June 1, 2022
Today is Global Parents Day and we want to make the job of parenting in the age of technology a little easier for you. Our lead online safety and digital wellness expert Teodora Pavkovic, shares her five fundamental tips for helping parents raise healthy kids in the digital age.
An overwhelming majority of parents today believe that parenting is harder to do now than it was 20 years ago, and many of them find technology to be the main reason behind this struggle.
While virtually all parents own their own smartphones and social media accounts, none of them have gone through the experience of growing up immersed in these technologies, and they find themselves raising digital natives whose language they don’t speak. Today, parents need to understand how to be digital mentors.
Questions abound when it comes to navigating this novel experience. In fact, if you begin typing “should i give my child a…” on Google, you’ll likely find that two of the top four autocomplete searches have to do with giving children a device (a phone or an iPad).
So how can parents even begin to orient themselves around their children’s technology use, and the core question of what kind of parent they want to be when it comes to their child’s digital habits?
Suggesting that this issue can be addressed and resolved with one single blog post would do a great disservice to the struggle some parents face on a daily basis; therefore, the following five guideposts are meant to help you at least begin to think about this issue.
They will also help you accomplish the most important step in helping children navigate the online world in a safe and healthy way - educating yourself first.
Both the quantity and quality of technology use are important. If you think about digital consumption as food, there is a certain balance of nutrients and "junk" food that you are trying to establish with your child—aim to do the same with how they spend their time online.
A related aspect is the why behind the use. If you have younger children in particular, I invite you to consider how you regulate their access to technology. Is screen time given as a treat, a pacifier, or is it sometimes withheld as a form of punishment? Children’s brains are hyper-malleable and they form connections quickly, and the rules we establish early on become embedded and can be hard to change when they are older.

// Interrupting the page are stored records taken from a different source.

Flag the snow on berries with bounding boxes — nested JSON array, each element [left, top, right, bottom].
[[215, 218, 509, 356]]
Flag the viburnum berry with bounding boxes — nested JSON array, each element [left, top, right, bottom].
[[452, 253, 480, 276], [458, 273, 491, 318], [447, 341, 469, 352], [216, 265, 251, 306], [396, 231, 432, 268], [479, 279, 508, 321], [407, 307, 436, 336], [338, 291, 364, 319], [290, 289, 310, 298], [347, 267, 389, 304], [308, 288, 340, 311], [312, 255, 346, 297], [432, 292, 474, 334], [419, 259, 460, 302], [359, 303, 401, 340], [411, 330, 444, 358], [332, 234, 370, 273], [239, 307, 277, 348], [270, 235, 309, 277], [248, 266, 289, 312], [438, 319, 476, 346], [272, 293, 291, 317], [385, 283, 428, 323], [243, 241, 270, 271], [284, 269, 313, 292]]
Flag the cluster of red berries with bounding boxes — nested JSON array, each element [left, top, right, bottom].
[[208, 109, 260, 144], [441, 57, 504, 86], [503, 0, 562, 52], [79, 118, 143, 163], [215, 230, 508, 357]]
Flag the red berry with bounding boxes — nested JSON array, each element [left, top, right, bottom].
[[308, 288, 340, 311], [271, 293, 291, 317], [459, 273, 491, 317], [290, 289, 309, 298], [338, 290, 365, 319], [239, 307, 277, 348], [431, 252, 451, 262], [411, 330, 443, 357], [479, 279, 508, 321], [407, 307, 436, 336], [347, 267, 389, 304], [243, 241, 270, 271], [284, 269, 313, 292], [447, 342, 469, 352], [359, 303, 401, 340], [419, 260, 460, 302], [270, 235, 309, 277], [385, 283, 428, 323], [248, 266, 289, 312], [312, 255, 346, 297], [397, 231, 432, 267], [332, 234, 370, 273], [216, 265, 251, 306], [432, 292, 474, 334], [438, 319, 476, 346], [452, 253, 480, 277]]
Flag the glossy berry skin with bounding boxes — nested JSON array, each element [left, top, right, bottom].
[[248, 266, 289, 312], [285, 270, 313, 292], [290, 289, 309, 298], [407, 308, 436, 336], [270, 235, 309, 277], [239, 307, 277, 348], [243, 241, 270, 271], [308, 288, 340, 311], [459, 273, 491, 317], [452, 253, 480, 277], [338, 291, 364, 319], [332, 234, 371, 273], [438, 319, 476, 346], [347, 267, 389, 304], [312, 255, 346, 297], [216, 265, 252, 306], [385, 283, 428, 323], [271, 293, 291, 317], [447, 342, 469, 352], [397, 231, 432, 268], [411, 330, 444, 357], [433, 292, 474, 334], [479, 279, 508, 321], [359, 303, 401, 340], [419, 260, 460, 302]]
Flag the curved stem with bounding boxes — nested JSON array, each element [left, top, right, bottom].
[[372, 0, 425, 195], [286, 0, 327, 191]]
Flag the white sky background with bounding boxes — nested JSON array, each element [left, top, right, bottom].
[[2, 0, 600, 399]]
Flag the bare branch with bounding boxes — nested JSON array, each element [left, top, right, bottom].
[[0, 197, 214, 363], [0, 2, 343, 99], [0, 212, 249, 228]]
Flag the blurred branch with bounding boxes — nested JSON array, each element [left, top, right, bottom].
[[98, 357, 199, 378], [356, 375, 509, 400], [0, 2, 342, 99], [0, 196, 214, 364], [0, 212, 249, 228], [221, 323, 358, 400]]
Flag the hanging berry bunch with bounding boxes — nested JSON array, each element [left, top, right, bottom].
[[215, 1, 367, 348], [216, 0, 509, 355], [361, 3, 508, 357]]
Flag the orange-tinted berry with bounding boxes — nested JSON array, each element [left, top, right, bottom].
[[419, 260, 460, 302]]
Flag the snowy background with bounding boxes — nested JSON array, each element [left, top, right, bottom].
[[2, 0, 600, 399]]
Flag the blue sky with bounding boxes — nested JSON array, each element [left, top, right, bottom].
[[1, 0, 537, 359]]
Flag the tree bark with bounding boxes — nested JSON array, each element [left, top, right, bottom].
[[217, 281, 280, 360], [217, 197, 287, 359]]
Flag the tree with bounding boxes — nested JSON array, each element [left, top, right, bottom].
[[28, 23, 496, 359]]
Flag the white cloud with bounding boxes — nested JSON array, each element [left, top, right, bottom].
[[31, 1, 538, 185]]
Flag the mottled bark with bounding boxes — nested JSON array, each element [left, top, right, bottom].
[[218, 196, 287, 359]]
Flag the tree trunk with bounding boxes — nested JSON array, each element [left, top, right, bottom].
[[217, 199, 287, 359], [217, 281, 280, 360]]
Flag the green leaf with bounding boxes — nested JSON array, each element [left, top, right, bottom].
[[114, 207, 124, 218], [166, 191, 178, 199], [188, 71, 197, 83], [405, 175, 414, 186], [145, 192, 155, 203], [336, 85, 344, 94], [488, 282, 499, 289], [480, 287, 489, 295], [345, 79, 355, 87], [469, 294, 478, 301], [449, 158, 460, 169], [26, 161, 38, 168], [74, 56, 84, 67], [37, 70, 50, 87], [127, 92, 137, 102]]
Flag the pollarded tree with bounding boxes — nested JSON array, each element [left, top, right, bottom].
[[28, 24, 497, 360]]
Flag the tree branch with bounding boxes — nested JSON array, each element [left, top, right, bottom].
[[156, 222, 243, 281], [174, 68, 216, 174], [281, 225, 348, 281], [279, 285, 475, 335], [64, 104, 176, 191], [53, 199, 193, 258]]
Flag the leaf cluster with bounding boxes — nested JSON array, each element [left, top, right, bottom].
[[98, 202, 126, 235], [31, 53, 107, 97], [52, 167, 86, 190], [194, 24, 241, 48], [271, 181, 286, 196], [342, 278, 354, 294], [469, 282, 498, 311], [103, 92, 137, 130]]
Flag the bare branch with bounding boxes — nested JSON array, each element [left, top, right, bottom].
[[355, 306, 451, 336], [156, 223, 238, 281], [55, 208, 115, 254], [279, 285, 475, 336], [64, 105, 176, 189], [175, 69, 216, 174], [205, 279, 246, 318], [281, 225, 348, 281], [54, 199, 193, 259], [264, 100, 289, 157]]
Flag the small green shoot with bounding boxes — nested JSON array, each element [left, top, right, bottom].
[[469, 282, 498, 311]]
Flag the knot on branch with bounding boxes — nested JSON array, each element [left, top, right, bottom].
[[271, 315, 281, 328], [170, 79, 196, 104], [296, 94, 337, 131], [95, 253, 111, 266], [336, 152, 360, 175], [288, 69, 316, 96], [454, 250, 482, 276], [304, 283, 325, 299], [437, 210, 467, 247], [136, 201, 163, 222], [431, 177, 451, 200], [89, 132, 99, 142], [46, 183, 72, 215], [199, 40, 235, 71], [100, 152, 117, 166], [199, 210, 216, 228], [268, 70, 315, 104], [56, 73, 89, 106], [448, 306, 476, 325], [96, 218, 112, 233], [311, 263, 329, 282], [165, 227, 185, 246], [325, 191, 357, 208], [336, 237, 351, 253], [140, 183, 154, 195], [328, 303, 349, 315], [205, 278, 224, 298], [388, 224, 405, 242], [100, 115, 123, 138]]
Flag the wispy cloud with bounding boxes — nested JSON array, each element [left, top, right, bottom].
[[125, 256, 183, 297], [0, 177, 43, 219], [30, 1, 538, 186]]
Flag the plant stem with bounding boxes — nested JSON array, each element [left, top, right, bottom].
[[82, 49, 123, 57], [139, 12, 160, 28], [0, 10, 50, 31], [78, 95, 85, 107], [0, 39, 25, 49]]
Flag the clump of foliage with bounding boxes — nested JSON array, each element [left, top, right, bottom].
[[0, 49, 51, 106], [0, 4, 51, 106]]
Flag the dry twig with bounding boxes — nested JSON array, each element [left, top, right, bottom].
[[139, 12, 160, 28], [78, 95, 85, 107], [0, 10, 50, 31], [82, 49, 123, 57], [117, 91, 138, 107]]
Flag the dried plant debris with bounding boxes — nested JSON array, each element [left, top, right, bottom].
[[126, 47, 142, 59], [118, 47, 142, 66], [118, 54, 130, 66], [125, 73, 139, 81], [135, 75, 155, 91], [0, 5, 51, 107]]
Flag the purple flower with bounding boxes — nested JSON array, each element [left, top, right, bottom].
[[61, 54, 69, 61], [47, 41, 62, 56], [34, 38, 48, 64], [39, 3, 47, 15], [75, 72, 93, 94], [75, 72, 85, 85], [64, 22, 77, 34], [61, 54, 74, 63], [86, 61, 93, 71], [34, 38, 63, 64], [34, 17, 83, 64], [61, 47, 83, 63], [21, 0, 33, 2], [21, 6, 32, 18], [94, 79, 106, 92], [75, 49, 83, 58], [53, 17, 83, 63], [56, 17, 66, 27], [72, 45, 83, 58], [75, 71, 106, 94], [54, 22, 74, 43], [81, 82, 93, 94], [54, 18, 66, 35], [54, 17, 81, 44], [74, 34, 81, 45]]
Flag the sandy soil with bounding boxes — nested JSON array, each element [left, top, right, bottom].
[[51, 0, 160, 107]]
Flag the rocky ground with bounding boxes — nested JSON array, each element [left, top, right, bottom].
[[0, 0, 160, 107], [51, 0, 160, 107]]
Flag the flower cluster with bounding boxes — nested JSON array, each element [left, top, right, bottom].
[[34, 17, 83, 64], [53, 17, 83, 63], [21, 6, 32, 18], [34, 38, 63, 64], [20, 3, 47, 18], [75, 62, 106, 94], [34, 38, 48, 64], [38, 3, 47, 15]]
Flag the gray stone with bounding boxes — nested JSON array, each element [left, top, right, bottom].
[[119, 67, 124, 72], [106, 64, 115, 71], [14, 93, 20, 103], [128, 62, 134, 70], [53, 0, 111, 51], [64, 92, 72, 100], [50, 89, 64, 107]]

There is no doubt that you already have a set of expectations for your child regarding how you would like them to show up as a friend, student, soon-to-be-adult, and member of your family. Explore how these ‘offline’ expectations can guide your boundaries around behavior online.
I have said this to many parents before, but what I have found time and again is that the parents who feel confident and in complete ownership of their views and values are the ones who are most able to tolerate their children’s occasional anger and protests in the face of setting boundaries. And those protests will happen.
But if you make the topic of online safety and digital wellness a prominent part of your regular conversations at home, your children will be clearer on what you expect and why you expect it.
Thinking about how technology is designed and why it’s designed that way might seem like something only software engineers should be interested in, but in today’s world where one of the most complex pieces of technology ever created sits in over 80% of the world’s pockets, we all need to be aware of at least the basic elements of tech design. And our children do too.
Teaching them that social media and gaming platforms have been designed to maximize (and monetize) the time, attention and information they hand over is the first step to raising responsible digital citizens. It is absolutely never too early to help children understand the basic elements of the digital economy—it is our present, and their future.
There is plenty of research and anecdotal evidence showing us that in homes where conversations around online safety, responsible online behavior and digital wellness are more frequent, children report more positive (and safer) online experiences.
Technology doesn’t have to be the thing that tears our generations asunder—it can bring parents and their children closer together, only if we let it. Find out what your children’s favorite games and apps are, and join them there.
For one—it will just be plain fun. Even more importantly, children need to know that not only is a responsible adult present to supervise them in the virtual world, but also to protect and advocate for them if and when necessary. And it’s really not about monitoring, but mentoring them.
Children learn a huge amount about the outside world through observing, and through absorbing the multitude of non-verbal cues we use to communicate with each other every minute.
In fact, as much as 93% of our communication is non-verbal. So, when it comes to the kinds of tech habits and online behaviors you would like to see your children exhibit, "show" is a much more effective learning tool than "tell."
The most powerful way to pass these on to your kids is to embody them yourself; if ‘no phones at the dinner table’ is a rule in your home, then you’ll need to take the lead on modeling it. No phones in the bedroom? Same rule applies. No sharing of family members’ photos without asking for permission first? You got it.
This is particularly important if you have teens at home because, as you already know, they have a special intolerance for those "how come you get to do it and I don’t?!" scenarios.